The potential of E2EP3 epitope as a vaccine target was further assessed in a mouse model (Gardner et al, 2010). For this, C57BL/6 mice were vaccinated with E2EP3 covalently linked to KLH in the presence of Freund's Adjuvant. Mice were primed and boosted twice with the immunogen (emulsified first with Complete [CFA] and then with Incomplete Freund's Adjuvant [IFA]) over a period of 21 days. Significant anti‐E2EP3 titer was detected 19 days post‐vaccination after the 1st boost (Supporting information Figs 2C and 5A) and was further increased after the 2nd boost at 27 days post‐vaccination (Supporting information Fig 5B). Importantly, the sera obtained at 27 days post‐vaccination were able to neutralize CHIKV‐infection in vitro. Compared to the PBS‐vaccinated control group, infectivity was reduced by approximately 40% (Fig 8A). Moreover, virus challenge in mice at 30 days post‐vaccination indicated a partial protection by E2EP3 as viremia was reduced from 4500 to 2000 pfu/ml at 2 days post‐challenge (Fig 8B). This reduction of virus titer was also reflected in clinical symptoms used to monitor the virus‐induced inflammation (Supporting information Fig 5C). Maximal footpad swelling in the PBS‐vaccinated group was more than twice as that of the E2EP3‐vaccinated group (Fig 8C). E2EP3 may therefore be used both as a marker as well as a potential vaccine component in pre‐clinical models for CHIKV therapy.
In a recent study on the naturally‐acquired antibody response in CHIKV‐infected patients, we reported that anti‐CHIKV IgG can be detected only at the early convalescence phase of median 10 days pio (Kam et al, 2012). At this time point most of the virus has already been cleared and is usually no longer detectable in the blood. More surprisingly, we observed that virtually all anti‐CHIKV IgG found at this stage of the disease seems to be of the IgG3 isotype (Kam et al, 2012). Moreover, IgG3 is one of the two antibody subclasses that can be readily transmitted across the placenta (Palmeira et al, 2012), further suggesting that protection of newborns from CHIKV infections can occur via maternal immunization (Englund, 2007; Gerardin et al, 2008). While it was expected that the early neutralizing antibody response is targeting the proteins of the envelope of the virus, we have shown here now that in fact most of these IgG3 antibodies recognize a single epitope forming a prominently exposed stalk on the E2 glycoprotein.

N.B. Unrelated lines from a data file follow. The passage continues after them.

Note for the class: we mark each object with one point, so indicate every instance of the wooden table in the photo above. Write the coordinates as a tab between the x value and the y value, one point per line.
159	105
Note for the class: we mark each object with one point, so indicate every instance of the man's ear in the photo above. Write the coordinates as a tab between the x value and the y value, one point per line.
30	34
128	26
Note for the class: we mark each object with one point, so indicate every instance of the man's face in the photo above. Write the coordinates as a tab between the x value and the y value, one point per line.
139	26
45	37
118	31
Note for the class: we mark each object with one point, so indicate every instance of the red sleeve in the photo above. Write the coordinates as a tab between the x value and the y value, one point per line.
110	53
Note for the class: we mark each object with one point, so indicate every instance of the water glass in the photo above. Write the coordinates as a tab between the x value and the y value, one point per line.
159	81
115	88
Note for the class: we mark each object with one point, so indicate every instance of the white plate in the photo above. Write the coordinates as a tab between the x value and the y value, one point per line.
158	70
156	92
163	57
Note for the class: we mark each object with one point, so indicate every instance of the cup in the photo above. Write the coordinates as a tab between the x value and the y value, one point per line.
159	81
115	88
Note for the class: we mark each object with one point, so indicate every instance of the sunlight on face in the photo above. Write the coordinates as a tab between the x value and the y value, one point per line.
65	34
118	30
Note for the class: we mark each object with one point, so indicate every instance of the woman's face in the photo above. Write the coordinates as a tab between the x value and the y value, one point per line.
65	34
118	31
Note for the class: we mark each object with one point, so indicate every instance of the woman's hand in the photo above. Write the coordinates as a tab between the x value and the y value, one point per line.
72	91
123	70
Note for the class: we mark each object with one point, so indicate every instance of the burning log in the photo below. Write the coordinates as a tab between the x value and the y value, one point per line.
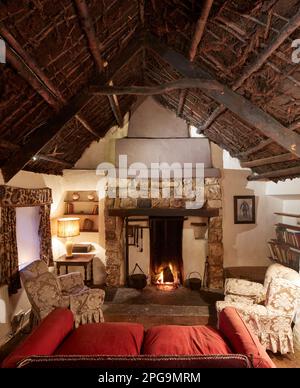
168	276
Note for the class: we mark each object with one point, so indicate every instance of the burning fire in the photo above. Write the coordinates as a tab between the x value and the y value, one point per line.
163	280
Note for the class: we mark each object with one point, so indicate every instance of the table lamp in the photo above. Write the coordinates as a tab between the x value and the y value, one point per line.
67	228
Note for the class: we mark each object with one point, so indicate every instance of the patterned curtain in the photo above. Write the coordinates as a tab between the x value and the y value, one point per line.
45	235
9	266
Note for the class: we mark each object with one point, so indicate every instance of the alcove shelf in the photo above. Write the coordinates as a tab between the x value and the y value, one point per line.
288	215
83	208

When using complete CHIKV virion particles E2 glycoprotein was the only surface protein that reacted to the IgG of the patients' plasma collected during the early convalescent phase. We (Warter et al, 2011) and others have previously shown that other structural proteins including the E1 glycoprotein (Cho et al, 2008a; Kowalzik et al, 2008; Yap et al, 2010) and capsid (Cho et al, 2008b) are also detected to varying degrees by patients' IgGs from patients' samples collected at later time points. However, especially at the early phase of infection the E2 glycoprotein is apparently the only major target. At later time points, contributions by epitopes of other proteins may further increase the complexity of the patterns of antigenic recognition (Nowak, 1996). CHIKV represents a ‘novel’ virus for the naïve population. Most infected individuals did not have any prior encounters with CHIKV, and therefore lacked the complete CHIKV‐specific antibodies. E2EP3 may be an early target since it is a structural element shared with other alphaviruses (Ozden et al, 2008).

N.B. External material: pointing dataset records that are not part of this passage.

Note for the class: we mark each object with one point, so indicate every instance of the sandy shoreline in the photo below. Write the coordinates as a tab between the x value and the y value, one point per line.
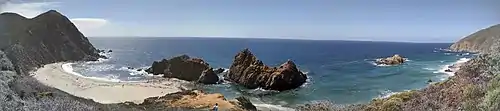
103	91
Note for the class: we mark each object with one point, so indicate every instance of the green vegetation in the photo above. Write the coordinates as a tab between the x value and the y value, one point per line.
491	100
392	103
472	97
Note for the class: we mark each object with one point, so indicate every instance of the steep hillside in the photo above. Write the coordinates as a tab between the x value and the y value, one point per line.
480	41
47	38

While E2 glycoprotein was clearly the dominant surface antigen, the most striking observation was that a vast majority of the early anti‐CHIKV IgG3 antibodies were directed against a single linear epitope. Depletion experiments indicated that E2EP3‐specific antibodies represented nearly 70 to 80% of the anti‐CHIKV IgG of the patients' sera (Fig 5C). Published crystal structure data and alanine scan revealed the precise location of this dominant epitope. E2EP3 is located at the N‐terminus of the E2 glycoprotein. It is part of the furin‐loop and forms a prominent little stalk facing away from the virus envelope with sufficient flexibility for antibody recognition. While it almost appears to be ‘destined’ to be recognized by antibodies, its surface exposure is likely to be a consequence of the need to be reached by furin. Furin is a golgi‐resident protease (Thomas, 2002) and is also used by various viruses including HIV (Hallenberger et al, 1992). It is mandatory for the maturation of alphaviruses where it facilitates cleavage of the p62 precursor into E2 and E3 glycoproteins (Heidner et al, 1996; Ozden et al, 2008; Zhang et al, 2003).

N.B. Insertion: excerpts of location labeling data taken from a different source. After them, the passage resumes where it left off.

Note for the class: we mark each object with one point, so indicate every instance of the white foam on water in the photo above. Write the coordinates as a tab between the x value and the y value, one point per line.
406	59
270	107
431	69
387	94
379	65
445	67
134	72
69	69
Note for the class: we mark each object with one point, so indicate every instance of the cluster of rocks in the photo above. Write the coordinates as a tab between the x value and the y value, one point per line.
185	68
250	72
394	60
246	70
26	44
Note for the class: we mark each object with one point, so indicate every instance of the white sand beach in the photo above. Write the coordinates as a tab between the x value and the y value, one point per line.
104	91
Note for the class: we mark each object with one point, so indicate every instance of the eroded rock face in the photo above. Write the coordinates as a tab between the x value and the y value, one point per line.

We have shown that early anti‐CHIKV IgG3 were strongly neutralizing (Kam et al, 2012). Here, we extended these findings verifying that E2EP3‐specific antibodies are able to block viral infection (Fig 5). Experiments further showed that neutralizing antibodies to this epitope were also present in plasma samples of NHPs (Fig 7). Thus, E2EP3 is important for viral defence both in humans as well as in the pre‐clinical animal model commonly used for the study of CHIKV infections. For CHIKV, many studies have used inactivated virus (Tiwari et al, 2009), subunit vaccine formulations (Akahata et al, 2010) or viral vectors (Wang et al, 2011) with some successes in pre‐clinical models. Notably, E2EP3 is a true linear determinant. In mice, we could therefore show that short E2EP3 peptides linked to KLH are indeed able to induce protective antibody responses. E2EP3 therefore represents an ideal candidate that could be incorporated in vaccine formulations such as multiple antigenic peptides (MAPs), recombinant proteins or even virus‐like particles (VLPs) aiming to prevent CHIKV infections. These formulations would have the advantage to incorporate CHIKV T helper epitopes for efficient antibody production. As a basic proof‐of‐principle, we showed in the mouse model that a simple peptide formulation was effective at inducing neutralizing antibodies that not only reduced viremia, but also diminished viral induced‐pathologies such as joint inflammation (Gardner et al, 2010; Morrison et al, 2011) (Fig 8).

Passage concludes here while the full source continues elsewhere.